Desalination now costs 50 cents of US dollar per cubic meter but that depends on scale, on electricity requirements or another power source and distribution. It is clear that doesn’t fit the rural poor of the world where water crisis is mainly and painfully felt. Moreover, it is clear that desalination is not able to supply water to agriculture.

Anyway, according to the Texas Water Development Board, the cost per cubic meter of water treated by distillation is between 95 cents and $ 1.04 while the cost via RO is 82 cents.

Every desalination unit needs usually an energy producing unit. The latter generates of course a great amount of GHG which are going to have an impact – actually a negative impact – on the climate and on the water cycle. Or, in most instances, desalination is made to counteract the water cycle and climatic change vagaries. One is caught here in a vicious cycle.

Then one has to face the brine issue. A desalination unit generates a lot of brine which is made of various salts, heavy metals, organic compounds… If you throw it back to the sea, you are going to put a great chemical imbalance on the seawater physical and chemical constitution and hence biodiversity will experience dire consequences. In some places, brine is injected in the underground but there are concerns about that operation because it is believed to ease or to catalyse earthquakes.

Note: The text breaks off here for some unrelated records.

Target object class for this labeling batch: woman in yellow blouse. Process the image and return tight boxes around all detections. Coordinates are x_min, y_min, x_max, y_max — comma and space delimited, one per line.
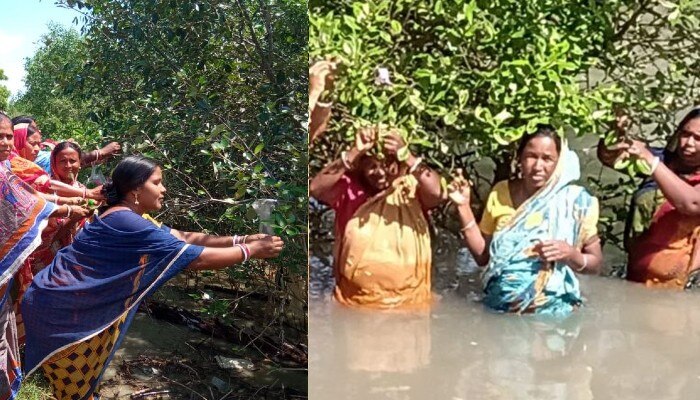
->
450, 125, 603, 315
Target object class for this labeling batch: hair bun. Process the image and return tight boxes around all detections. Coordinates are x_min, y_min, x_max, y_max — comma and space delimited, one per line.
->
102, 179, 121, 206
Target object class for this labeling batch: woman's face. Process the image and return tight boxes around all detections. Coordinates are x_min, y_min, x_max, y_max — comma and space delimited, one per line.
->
520, 136, 559, 189
19, 132, 41, 161
0, 119, 15, 161
361, 157, 390, 190
53, 147, 80, 182
137, 167, 165, 212
678, 118, 700, 167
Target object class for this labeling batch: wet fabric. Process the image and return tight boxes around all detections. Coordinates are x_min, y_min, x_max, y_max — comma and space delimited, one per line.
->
334, 175, 431, 308
330, 174, 371, 242
626, 175, 700, 289
479, 181, 598, 243
9, 153, 50, 193
22, 211, 203, 399
0, 162, 55, 399
482, 144, 598, 315
41, 314, 126, 400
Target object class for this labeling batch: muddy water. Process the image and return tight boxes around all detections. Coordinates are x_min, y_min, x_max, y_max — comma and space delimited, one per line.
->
309, 255, 700, 400
99, 313, 307, 399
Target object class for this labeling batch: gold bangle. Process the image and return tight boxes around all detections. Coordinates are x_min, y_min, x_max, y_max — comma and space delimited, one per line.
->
459, 219, 476, 232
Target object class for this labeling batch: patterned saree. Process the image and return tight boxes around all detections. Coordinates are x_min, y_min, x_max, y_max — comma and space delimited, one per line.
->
482, 144, 596, 315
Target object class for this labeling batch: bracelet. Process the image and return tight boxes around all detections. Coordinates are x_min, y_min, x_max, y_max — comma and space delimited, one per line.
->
340, 151, 352, 170
236, 244, 250, 262
649, 157, 661, 175
576, 254, 588, 272
408, 157, 423, 174
233, 235, 248, 246
459, 219, 476, 232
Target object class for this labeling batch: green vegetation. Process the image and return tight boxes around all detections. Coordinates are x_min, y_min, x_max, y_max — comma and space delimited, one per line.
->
309, 0, 700, 256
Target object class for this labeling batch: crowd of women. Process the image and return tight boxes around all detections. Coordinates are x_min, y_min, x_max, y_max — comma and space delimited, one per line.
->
0, 112, 284, 399
309, 61, 700, 315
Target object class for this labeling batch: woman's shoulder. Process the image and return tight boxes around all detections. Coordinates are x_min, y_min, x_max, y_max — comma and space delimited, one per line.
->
101, 210, 158, 232
565, 184, 598, 203
491, 179, 510, 194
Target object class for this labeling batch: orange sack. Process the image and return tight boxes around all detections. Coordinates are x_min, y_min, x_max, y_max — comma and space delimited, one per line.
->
334, 175, 431, 308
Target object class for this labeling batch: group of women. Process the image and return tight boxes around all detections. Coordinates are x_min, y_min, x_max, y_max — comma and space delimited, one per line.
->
0, 113, 284, 399
309, 62, 700, 315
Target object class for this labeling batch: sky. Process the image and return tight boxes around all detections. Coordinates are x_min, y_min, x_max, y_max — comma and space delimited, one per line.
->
0, 0, 80, 96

It is for that reason that some desalination utilities were temporary closed in California.

For some analysts, water desalination may appear as a technological fix to the water needs of our modern societies or, sometimes, as a political trick as in the case of the Israeli- Palestinian conflict.

Natural resources such as water are of course limited and finite. Desalination is deceiving. It’s a fool paradise rubbing that fact. Illimited abundance in any field or realm is a hoax.

Rather, one must take into account of all the techniques aiming at a wise water use, to conserving of the resource and processes intented to save water. One must manage water in order to eliminate leakages which amount up to 20-30% on average worlwide (NAFW not accounted for water).

According to recent studies, it appears that conservation measures may meet the new water needs for a cost which is 10 to 25% of incurred expenses of water desalination.

In that regard, water efficiency must be improved. Leakages and wastings must be eliminated. According to the Washington based Worldwatch Institute, we can avoid thus desalination and its negative effects on the environment and the atmosphere.

Finally one must point to the fact that desalinated water quality must be carefully monitored for bromate, a suspected carcinogen. According to international regulations, bromate levels may not exceed 10 ppb on average over a year in a reservoir.

* Author’s addition: On Sunday 25th February 2008, President Bouteflika and Jeff Garwood, chief executive of GE Cy opened in Hamma, near Algiers, one of the largest seawater desalination plants in the world. It is built and operate for 25 years by GE. It costs 250 millions $. It can handle up to 53 millions gallons of seawater a day according to ENS. It will provide water to two millions people in Algiers. It uses GE’s proprietary RO membranes.

Note

Author’s lecture during the roundtable on « Natural resources and security » during the seminar on « Natural resources » organized on the 18th of January 2008 by the French Embassy in Amman and the Institut Français du Proche-Orient.

SOURCES
 Collection of Chemical & Engineering News, American Chemical Society, Washington, D.C .
 Worldwatch Institute annual report State of the World 2004, Washington, D.C. (translated in French by M.L. Bouguerra : La consommation assassine. Comment le mode de vie des uns ruine celui des autres. Pistes pour une consommation responsable, Editions Charles-Léopold Mayer, Paris, 2005)
 M.L. Bouguerra in «Manière de voir. Le Monde Diplomatique» N° 81, Juin-Juillet 2005, p. 41-44.
 M.L. Bouguerra, «Water under threat», Zed Books, London, 2006
 «L’eau. Attention fragile», Dossier in Pour la Science (Scientific American), Paris, Janvier-Mars 2008.